10Das gefiel dem Herrn, dass Salomo darum bat.
(11Und Gott sprach zu ihm: Weil du darum bittest und bittest weder um langes Leben noch um Reichtum noch um deiner Feinde Tod, sondern um Verstand, auf das Recht zu hören, 12siehe, so tue ich nach deinen Worten. Siehe, ich gebe dir ein weises und verständiges Herz, sodass deinesgleichen vor dir nicht gewesen ist und nach dir nicht aufkommen wird. 13Und dazu gebe ich dir, worum du nicht gebeten hast, nämlich Reichtum und Ehre, sodass deinesgleichen keiner unter den Königen ist zu deinen Zeiten. 14Und wenn du in meinen Wegen wandeln wirst, dass du hältst meine Satzungen und Gebote, wie dein Vater David gewandelt ist, so will ich dir ein langes Leben geben. 15Und als Salomo erwachte, siehe, da war es ein Traum. Und er kam nach Jerusalem und trat vor die Lade des Bundes des Herrn und opferte Brandopfer und Dankopfer und machte ein großes Festmahl für alle seine Großen.)
Liebe Gemeinde!
Sie haben sicher auch so etwas schon einmal erlebt: Wir sitzen auf dem Markt und trinken eine Tasse Kaffee unterm Sonnenschirm. Uns gegenüber steht ein kleiner Junge auf dem Gehweg und „bedroht“ uns ausdauernd mit seinem Plastikschwert. Wie „D’Artagnan“ kämpft er spielerisch gegen uns und lacht dabei fröhlich…

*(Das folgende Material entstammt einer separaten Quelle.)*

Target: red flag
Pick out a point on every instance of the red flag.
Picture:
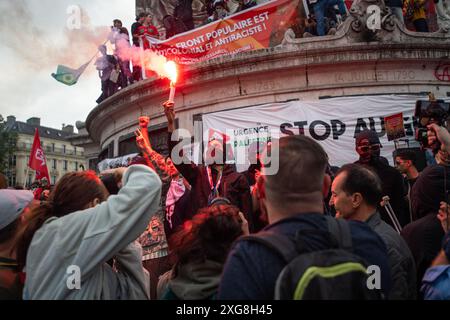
(37, 159)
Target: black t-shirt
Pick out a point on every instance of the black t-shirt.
(424, 238)
(10, 284)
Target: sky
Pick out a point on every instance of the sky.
(35, 39)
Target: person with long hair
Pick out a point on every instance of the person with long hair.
(201, 248)
(65, 248)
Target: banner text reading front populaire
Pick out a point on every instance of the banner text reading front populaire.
(259, 27)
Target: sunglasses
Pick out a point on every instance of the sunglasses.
(373, 147)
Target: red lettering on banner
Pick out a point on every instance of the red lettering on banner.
(259, 27)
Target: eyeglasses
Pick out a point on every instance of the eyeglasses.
(372, 147)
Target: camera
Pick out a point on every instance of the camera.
(428, 112)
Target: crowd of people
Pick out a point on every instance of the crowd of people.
(324, 17)
(176, 230)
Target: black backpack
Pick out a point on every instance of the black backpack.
(330, 274)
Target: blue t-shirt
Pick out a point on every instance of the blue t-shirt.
(251, 269)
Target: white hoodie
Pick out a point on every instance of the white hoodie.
(87, 239)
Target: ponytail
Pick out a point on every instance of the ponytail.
(37, 220)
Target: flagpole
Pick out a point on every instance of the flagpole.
(26, 177)
(141, 55)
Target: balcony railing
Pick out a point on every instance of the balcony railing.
(50, 150)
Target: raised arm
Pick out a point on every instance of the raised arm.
(188, 169)
(91, 237)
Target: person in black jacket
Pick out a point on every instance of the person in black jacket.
(368, 147)
(214, 179)
(183, 13)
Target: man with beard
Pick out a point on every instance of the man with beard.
(368, 147)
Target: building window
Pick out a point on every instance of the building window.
(12, 180)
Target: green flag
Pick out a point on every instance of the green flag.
(69, 76)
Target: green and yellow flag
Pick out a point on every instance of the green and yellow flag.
(67, 75)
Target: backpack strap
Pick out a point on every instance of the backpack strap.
(340, 229)
(278, 243)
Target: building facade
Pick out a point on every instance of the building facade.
(61, 155)
(354, 61)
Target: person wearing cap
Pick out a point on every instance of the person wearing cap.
(14, 205)
(368, 148)
(217, 177)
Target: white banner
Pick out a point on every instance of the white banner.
(332, 122)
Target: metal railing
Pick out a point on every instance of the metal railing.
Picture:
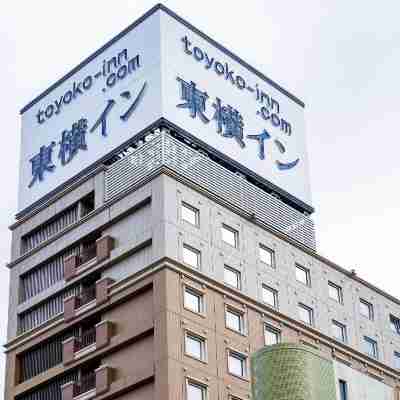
(86, 295)
(87, 338)
(163, 150)
(85, 384)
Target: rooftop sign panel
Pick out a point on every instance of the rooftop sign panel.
(162, 67)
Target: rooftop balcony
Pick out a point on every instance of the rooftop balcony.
(162, 151)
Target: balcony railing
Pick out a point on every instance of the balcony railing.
(86, 296)
(85, 384)
(162, 150)
(87, 338)
(87, 254)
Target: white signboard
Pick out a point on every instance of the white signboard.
(162, 68)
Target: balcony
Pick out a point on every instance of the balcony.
(161, 150)
(90, 296)
(89, 385)
(89, 340)
(92, 252)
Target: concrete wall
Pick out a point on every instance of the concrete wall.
(361, 386)
(215, 253)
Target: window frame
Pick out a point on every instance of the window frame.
(375, 349)
(243, 358)
(272, 329)
(275, 294)
(193, 250)
(203, 345)
(193, 209)
(343, 390)
(238, 275)
(235, 236)
(203, 387)
(343, 330)
(396, 363)
(195, 293)
(238, 313)
(370, 307)
(339, 291)
(310, 310)
(262, 247)
(307, 274)
(394, 324)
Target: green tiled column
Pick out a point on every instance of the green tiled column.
(292, 372)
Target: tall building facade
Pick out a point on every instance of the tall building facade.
(164, 247)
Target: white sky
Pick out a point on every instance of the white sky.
(341, 57)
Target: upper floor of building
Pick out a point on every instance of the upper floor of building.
(162, 211)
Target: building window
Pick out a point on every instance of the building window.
(335, 292)
(366, 309)
(270, 296)
(195, 346)
(232, 277)
(191, 256)
(271, 335)
(267, 256)
(234, 320)
(339, 331)
(303, 275)
(193, 301)
(229, 235)
(195, 391)
(397, 360)
(237, 364)
(190, 214)
(395, 324)
(343, 390)
(371, 347)
(306, 314)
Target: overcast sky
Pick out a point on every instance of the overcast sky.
(341, 57)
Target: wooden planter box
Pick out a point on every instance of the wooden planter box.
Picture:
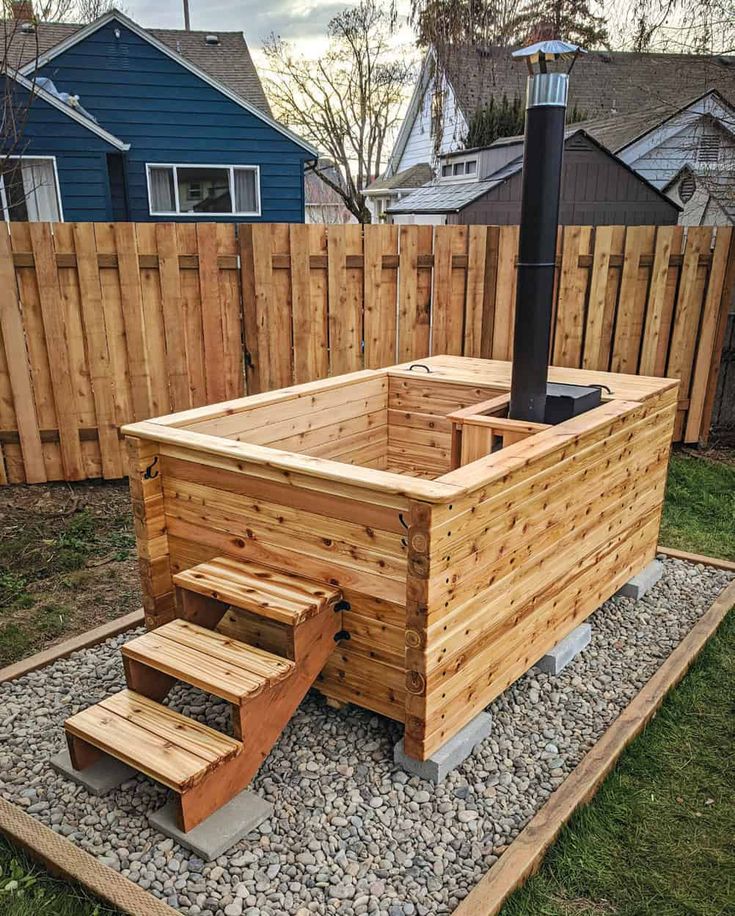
(459, 578)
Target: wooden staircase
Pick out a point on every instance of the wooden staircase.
(204, 767)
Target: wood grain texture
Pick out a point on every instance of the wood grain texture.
(177, 316)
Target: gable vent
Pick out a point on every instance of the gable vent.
(687, 187)
(709, 148)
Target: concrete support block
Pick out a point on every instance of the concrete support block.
(214, 836)
(450, 755)
(637, 587)
(100, 778)
(563, 652)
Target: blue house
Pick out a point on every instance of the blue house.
(133, 124)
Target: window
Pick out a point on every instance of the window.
(709, 148)
(190, 190)
(29, 189)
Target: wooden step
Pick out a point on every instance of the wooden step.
(217, 664)
(163, 744)
(279, 596)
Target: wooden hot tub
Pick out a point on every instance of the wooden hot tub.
(461, 567)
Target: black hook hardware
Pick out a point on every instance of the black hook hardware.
(147, 475)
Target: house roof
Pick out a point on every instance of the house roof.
(76, 114)
(229, 61)
(602, 83)
(75, 37)
(451, 197)
(442, 197)
(413, 177)
(615, 132)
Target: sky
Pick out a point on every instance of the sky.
(303, 22)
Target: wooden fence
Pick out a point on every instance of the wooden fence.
(723, 415)
(101, 324)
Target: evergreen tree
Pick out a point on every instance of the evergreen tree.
(570, 20)
(504, 119)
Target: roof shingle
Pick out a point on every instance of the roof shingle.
(602, 83)
(229, 62)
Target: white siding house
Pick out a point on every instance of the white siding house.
(639, 106)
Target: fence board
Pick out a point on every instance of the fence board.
(98, 353)
(18, 371)
(381, 290)
(137, 339)
(107, 323)
(174, 317)
(414, 308)
(49, 292)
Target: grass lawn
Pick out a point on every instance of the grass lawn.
(658, 838)
(27, 890)
(67, 562)
(699, 513)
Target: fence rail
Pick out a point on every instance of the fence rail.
(101, 324)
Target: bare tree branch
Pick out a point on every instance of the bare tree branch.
(348, 102)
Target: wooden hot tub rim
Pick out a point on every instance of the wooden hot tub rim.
(172, 431)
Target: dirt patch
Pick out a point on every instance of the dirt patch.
(67, 562)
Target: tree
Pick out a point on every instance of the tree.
(348, 101)
(504, 119)
(684, 26)
(570, 20)
(440, 23)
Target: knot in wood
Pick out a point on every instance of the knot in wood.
(415, 682)
(418, 566)
(418, 541)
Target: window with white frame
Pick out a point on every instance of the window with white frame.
(29, 189)
(709, 148)
(193, 190)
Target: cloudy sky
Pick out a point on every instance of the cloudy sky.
(301, 21)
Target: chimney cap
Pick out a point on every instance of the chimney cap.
(548, 51)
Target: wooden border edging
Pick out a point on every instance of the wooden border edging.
(527, 851)
(68, 861)
(696, 558)
(82, 641)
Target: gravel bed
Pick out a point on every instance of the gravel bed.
(351, 833)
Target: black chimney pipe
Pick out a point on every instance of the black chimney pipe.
(546, 101)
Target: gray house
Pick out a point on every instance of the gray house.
(483, 186)
(605, 85)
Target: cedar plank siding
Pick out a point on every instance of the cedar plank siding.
(596, 191)
(170, 115)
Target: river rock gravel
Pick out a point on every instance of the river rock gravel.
(351, 833)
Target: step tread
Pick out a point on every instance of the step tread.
(218, 664)
(162, 743)
(259, 589)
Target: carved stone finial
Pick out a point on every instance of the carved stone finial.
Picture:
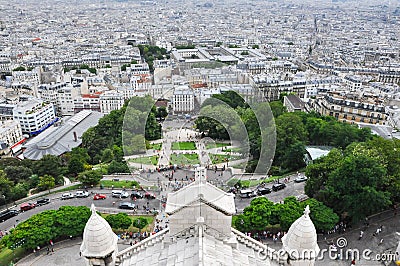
(307, 211)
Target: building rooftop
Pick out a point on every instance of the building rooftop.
(63, 138)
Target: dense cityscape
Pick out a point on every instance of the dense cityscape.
(199, 132)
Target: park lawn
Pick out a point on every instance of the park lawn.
(120, 184)
(253, 182)
(221, 158)
(216, 145)
(148, 228)
(7, 256)
(180, 159)
(155, 146)
(239, 165)
(145, 160)
(237, 149)
(183, 145)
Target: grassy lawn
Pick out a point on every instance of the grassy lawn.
(148, 228)
(184, 159)
(239, 165)
(6, 255)
(216, 145)
(183, 145)
(119, 184)
(145, 160)
(233, 150)
(155, 146)
(252, 183)
(221, 158)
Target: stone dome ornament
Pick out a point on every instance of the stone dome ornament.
(300, 242)
(99, 245)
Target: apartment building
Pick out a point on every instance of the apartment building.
(10, 132)
(87, 102)
(183, 100)
(351, 107)
(34, 115)
(110, 101)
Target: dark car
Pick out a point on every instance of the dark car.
(7, 214)
(263, 191)
(247, 193)
(300, 178)
(149, 195)
(27, 206)
(136, 194)
(127, 205)
(42, 202)
(278, 186)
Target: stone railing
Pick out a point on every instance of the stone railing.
(150, 241)
(262, 249)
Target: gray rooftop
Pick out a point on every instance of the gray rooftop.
(62, 139)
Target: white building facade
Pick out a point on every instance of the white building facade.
(183, 100)
(34, 115)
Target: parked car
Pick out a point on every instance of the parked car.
(81, 194)
(149, 195)
(119, 194)
(127, 205)
(42, 202)
(300, 178)
(247, 193)
(232, 190)
(136, 194)
(7, 214)
(278, 186)
(99, 196)
(67, 195)
(263, 191)
(27, 206)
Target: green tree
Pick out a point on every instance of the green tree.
(232, 98)
(258, 213)
(52, 224)
(352, 188)
(319, 171)
(81, 154)
(20, 191)
(277, 108)
(5, 187)
(119, 221)
(162, 112)
(117, 167)
(140, 223)
(90, 177)
(18, 173)
(107, 155)
(323, 217)
(75, 166)
(293, 158)
(50, 165)
(289, 130)
(71, 220)
(243, 223)
(46, 182)
(20, 68)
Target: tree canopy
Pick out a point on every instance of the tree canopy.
(263, 213)
(359, 181)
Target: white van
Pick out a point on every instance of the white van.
(81, 194)
(247, 193)
(119, 194)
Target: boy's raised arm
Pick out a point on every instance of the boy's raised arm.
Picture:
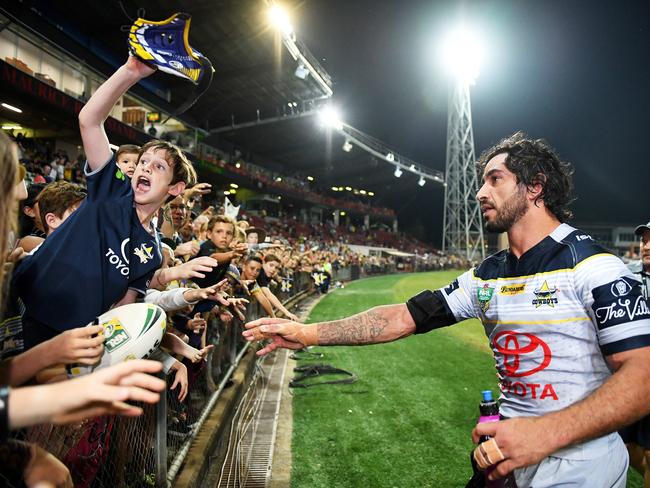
(95, 112)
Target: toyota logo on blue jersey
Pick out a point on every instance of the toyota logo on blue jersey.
(120, 263)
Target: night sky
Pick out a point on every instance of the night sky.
(573, 72)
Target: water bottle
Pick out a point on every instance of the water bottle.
(489, 409)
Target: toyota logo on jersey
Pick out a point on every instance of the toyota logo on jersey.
(523, 355)
(518, 346)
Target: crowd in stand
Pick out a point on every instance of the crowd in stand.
(121, 228)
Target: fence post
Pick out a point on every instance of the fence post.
(161, 439)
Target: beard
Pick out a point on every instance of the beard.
(514, 208)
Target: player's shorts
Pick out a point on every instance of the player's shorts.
(637, 433)
(607, 470)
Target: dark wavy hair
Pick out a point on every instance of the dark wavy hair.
(534, 161)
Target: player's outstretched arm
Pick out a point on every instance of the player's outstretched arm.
(95, 112)
(379, 324)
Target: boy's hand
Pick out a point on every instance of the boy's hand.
(196, 324)
(189, 248)
(181, 380)
(200, 354)
(139, 68)
(194, 268)
(76, 346)
(239, 249)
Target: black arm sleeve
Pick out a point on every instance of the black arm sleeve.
(430, 311)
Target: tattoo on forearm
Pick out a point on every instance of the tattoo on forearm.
(363, 328)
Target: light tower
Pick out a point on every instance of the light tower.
(462, 225)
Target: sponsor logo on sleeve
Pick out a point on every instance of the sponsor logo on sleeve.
(451, 287)
(144, 252)
(484, 295)
(514, 289)
(618, 302)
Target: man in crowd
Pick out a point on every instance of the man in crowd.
(637, 435)
(269, 270)
(250, 273)
(557, 295)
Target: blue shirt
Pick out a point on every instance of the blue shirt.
(89, 262)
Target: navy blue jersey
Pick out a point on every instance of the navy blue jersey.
(89, 262)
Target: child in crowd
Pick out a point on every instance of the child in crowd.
(127, 159)
(107, 252)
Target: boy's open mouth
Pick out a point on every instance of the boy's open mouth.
(143, 184)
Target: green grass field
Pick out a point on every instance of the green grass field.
(407, 421)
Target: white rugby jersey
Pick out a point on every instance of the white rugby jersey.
(551, 317)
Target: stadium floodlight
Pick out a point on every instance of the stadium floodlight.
(330, 117)
(12, 108)
(280, 19)
(301, 72)
(462, 53)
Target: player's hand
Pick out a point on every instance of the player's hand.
(284, 333)
(194, 268)
(196, 324)
(76, 346)
(190, 248)
(180, 380)
(293, 317)
(523, 442)
(45, 470)
(139, 68)
(225, 316)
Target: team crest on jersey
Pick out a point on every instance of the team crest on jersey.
(484, 296)
(545, 295)
(114, 335)
(514, 289)
(144, 253)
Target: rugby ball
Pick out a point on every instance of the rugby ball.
(132, 331)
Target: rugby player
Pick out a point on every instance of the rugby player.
(561, 314)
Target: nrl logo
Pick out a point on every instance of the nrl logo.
(144, 253)
(545, 296)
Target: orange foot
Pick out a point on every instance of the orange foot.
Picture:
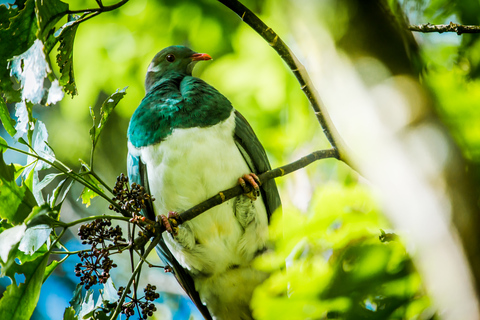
(170, 222)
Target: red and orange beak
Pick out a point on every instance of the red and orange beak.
(200, 57)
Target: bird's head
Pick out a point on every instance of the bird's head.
(174, 58)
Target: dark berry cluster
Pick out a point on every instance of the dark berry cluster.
(94, 267)
(99, 231)
(95, 263)
(130, 198)
(145, 304)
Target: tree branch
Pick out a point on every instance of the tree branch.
(238, 190)
(441, 28)
(298, 70)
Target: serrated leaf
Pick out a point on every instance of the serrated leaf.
(16, 202)
(43, 215)
(16, 39)
(50, 268)
(7, 121)
(107, 107)
(46, 181)
(65, 57)
(18, 302)
(9, 238)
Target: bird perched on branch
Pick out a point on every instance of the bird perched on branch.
(186, 143)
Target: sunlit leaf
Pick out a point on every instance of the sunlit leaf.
(65, 57)
(19, 36)
(55, 93)
(9, 238)
(60, 193)
(3, 147)
(50, 268)
(23, 124)
(41, 147)
(39, 226)
(34, 238)
(88, 194)
(46, 181)
(31, 69)
(19, 301)
(16, 202)
(7, 121)
(69, 314)
(107, 107)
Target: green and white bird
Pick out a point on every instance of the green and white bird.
(185, 144)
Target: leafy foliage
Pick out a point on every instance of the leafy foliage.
(336, 267)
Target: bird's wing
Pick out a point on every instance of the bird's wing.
(256, 158)
(137, 172)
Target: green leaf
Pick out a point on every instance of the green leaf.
(65, 57)
(7, 121)
(34, 238)
(87, 194)
(107, 107)
(41, 147)
(3, 145)
(16, 202)
(19, 36)
(57, 193)
(46, 181)
(9, 239)
(18, 302)
(23, 112)
(50, 268)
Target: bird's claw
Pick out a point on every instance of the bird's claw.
(254, 181)
(170, 222)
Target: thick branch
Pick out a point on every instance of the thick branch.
(441, 28)
(298, 70)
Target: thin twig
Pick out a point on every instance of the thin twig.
(132, 277)
(441, 28)
(298, 70)
(101, 8)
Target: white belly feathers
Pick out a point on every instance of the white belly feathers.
(185, 169)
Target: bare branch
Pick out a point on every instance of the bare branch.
(238, 190)
(441, 28)
(298, 70)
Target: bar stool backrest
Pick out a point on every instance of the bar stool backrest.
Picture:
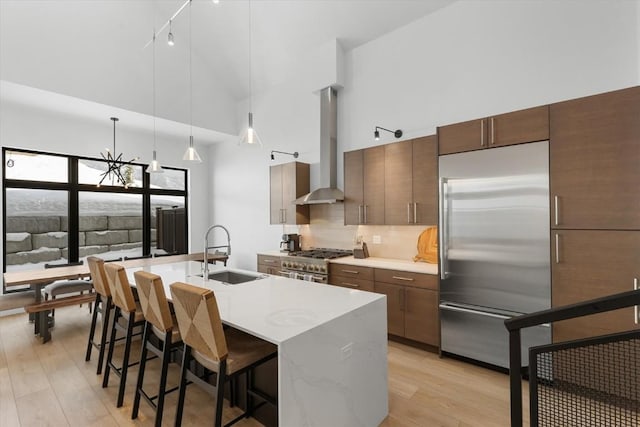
(98, 275)
(153, 300)
(199, 320)
(121, 292)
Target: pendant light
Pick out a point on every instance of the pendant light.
(249, 136)
(154, 167)
(191, 155)
(114, 173)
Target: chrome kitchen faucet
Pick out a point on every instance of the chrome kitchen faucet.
(205, 275)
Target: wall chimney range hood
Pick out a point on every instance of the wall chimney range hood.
(328, 191)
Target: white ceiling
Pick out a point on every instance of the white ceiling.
(94, 49)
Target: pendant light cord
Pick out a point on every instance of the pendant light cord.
(250, 65)
(154, 77)
(190, 74)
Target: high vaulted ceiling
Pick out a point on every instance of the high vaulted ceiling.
(95, 49)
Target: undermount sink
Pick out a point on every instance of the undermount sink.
(233, 277)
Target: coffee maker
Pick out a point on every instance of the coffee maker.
(290, 243)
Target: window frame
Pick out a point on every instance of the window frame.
(74, 188)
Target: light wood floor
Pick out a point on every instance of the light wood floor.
(51, 384)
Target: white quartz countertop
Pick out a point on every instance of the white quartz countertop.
(273, 308)
(273, 253)
(389, 263)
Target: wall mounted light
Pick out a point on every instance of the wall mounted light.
(397, 133)
(170, 41)
(295, 154)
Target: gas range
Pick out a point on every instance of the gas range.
(311, 265)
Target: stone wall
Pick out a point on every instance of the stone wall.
(35, 239)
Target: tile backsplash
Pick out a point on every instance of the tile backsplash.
(327, 230)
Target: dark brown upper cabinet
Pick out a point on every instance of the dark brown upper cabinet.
(411, 181)
(364, 186)
(517, 127)
(595, 162)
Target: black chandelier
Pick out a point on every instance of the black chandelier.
(115, 164)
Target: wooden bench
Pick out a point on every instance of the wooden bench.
(43, 309)
(15, 300)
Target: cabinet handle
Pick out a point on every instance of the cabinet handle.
(408, 279)
(353, 285)
(493, 132)
(635, 307)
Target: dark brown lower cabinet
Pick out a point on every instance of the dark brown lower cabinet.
(421, 315)
(395, 307)
(412, 312)
(171, 230)
(589, 264)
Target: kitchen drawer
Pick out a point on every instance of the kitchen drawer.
(351, 271)
(406, 278)
(269, 260)
(352, 282)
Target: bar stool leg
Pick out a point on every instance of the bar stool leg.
(92, 331)
(107, 369)
(186, 356)
(221, 376)
(166, 355)
(125, 361)
(143, 364)
(106, 314)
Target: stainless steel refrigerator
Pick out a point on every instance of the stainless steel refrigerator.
(494, 248)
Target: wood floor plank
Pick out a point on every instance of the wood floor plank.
(424, 389)
(8, 409)
(40, 408)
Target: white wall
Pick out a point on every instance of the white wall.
(109, 63)
(23, 126)
(469, 60)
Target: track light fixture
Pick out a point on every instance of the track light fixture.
(397, 133)
(170, 41)
(295, 154)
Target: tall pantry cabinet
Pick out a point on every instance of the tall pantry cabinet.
(595, 206)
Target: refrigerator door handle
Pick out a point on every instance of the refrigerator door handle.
(450, 307)
(468, 310)
(442, 232)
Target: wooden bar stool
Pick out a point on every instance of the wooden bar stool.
(226, 353)
(103, 304)
(159, 322)
(127, 310)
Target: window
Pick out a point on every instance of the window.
(55, 212)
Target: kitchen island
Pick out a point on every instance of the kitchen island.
(332, 342)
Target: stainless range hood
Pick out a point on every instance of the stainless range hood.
(328, 191)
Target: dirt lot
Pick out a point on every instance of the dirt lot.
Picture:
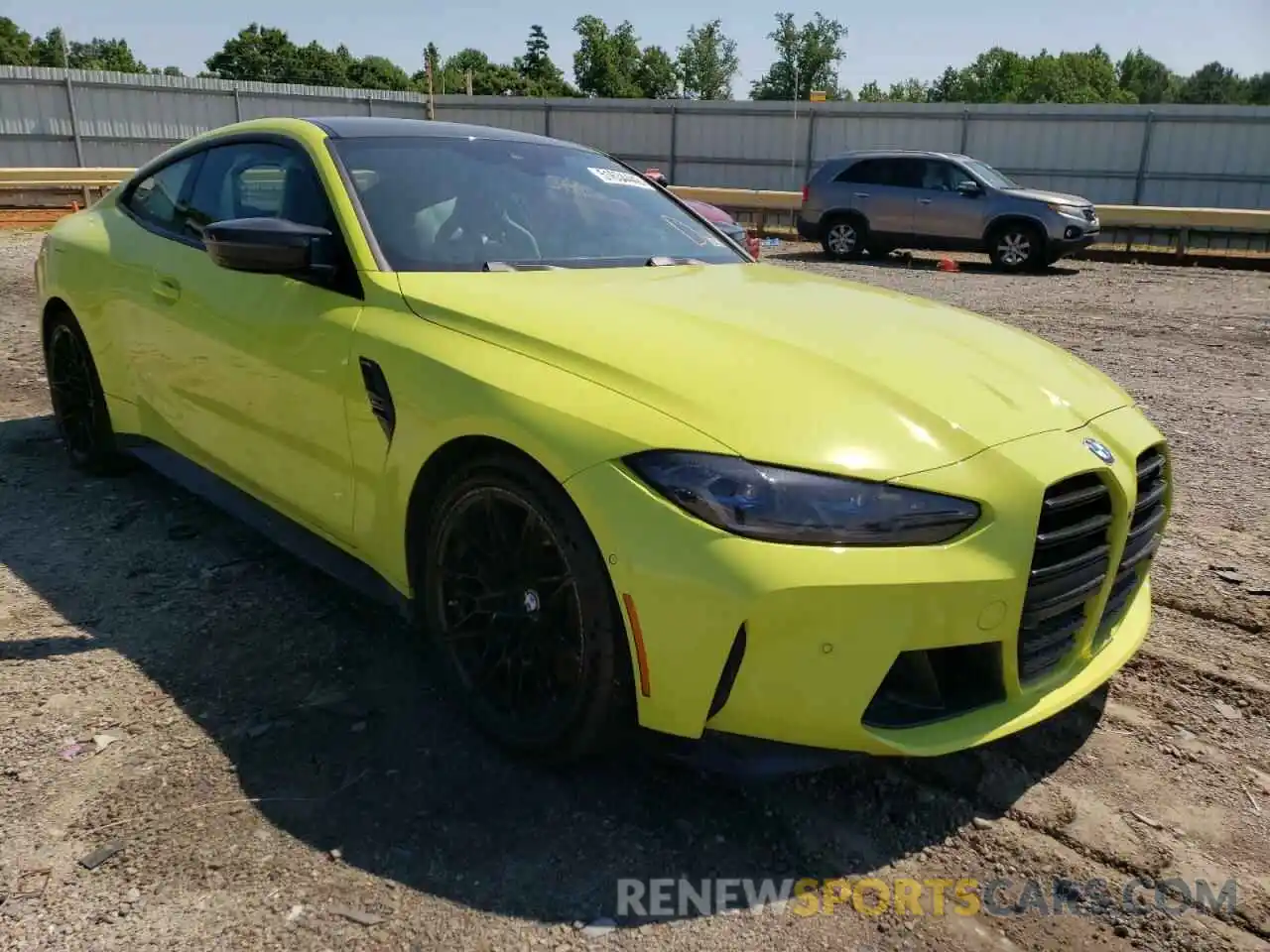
(280, 774)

Salomo lacht nicht. Sein Vater David ist gestorben. Jetzt ist er der König Israels. Und er beginnt seine Regentschaft mit dem Befehl, drei seiner Gegner mit dem Schwert hinzurichten. Kein Spiel. Bitterer Ernst. Blut fließt. Dieses Schwert bringt den Tod. Der Weg des jungen Königs beginnt mit drei Todesurteilen, man kann sie auch Auftragsmorde nennen. Gewalt sichert den Machterhalt. Machtlogik. Salomo weiß schon als junger Mann, was ein König zu tun hat. Weiß er auch, was gut und böse ist? Was richtig und falsch, tödlich oder lebensdienlich ist? Hören wir, wie Gott sich gerade diesen jungen Mann, der sichtlich „keinen Plan“ hat, zum Werkzeug erwählt.
[Predigttext 1. Könige 3,3-15]
Liebe Gemeinde!
Salomo kommt nicht zur Ruhe. Er ist der neue König. Gerade hat er geheiratet und die Tochter des Pharaos mit nach Hause gebracht. 1000 (!) Brandopfer lässt er auf den Altar legen. Er fühlt die Last der Verantwortung im neuen Amt. „Wem viel gegeben ist, bei dem wird man viel suchen.“ (Wochenspruch) Drei Todesurteile hat er schon verhängt. Machtkampf macht müde. Was ihn tagsüber umtreibt, verfolgt ihn bis in den Schlaf.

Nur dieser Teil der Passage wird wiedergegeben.